Perhaps a lot of the anti-gun bias in the media is people (readers and viewers) misreading or misinterpreting facts. If you take something such as “The Adler lever-action shotgun can fire eight shots in eight seconds” or “a .308 rifle can shoot through a tree trunk”, that’s factually correct and a journalist who reports that is not stating anything untrue. However, a lot of people are going to interpret that as “Gosh, that’s a lot of shots in not a lot of seconds/an awful lot of power. Why would anyone need that unless they were doing something untoward?”

Most journalists don’t know anything about guns because it’s just not something they deal with every day and guns can be an incredibly esoteric subject even to people who are lifelong enthusiasts. Also, journalists have to come up to speed on many different subjects very quickly indeed. They are not going to do a lot of investigation to find out of a .308 rifle is a pretty standard hunting calibre or a something that belongs in a James Bond movie.
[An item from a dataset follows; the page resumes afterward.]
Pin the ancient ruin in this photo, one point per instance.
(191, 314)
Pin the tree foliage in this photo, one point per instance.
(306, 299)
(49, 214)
Finally, journalists across Australia work under a huge and often unbelievable amount of stress and pressure, and for considerably less money than you think. There is incredible pressure to break news first, ahead of the competition, and newsrooms are generally chronically understaffed. There just is not the time to do a lot of in-depth research beyond fact-checking and things like that.

That does not excuse deliberate anti-gun bias where it appears, but generally, most journalists are too busy, too stressed and too underpaid to become involved in elaborate anti-gun agenda-pushing (even if they hate guns) for the simple reason they, like most other people, don’t give firearms ownership much thought until guns feature in the news. This is likely to be the case because someone who should not have a gun (and almost certainly was not allowed to in the first place) has done something unpleasant with it.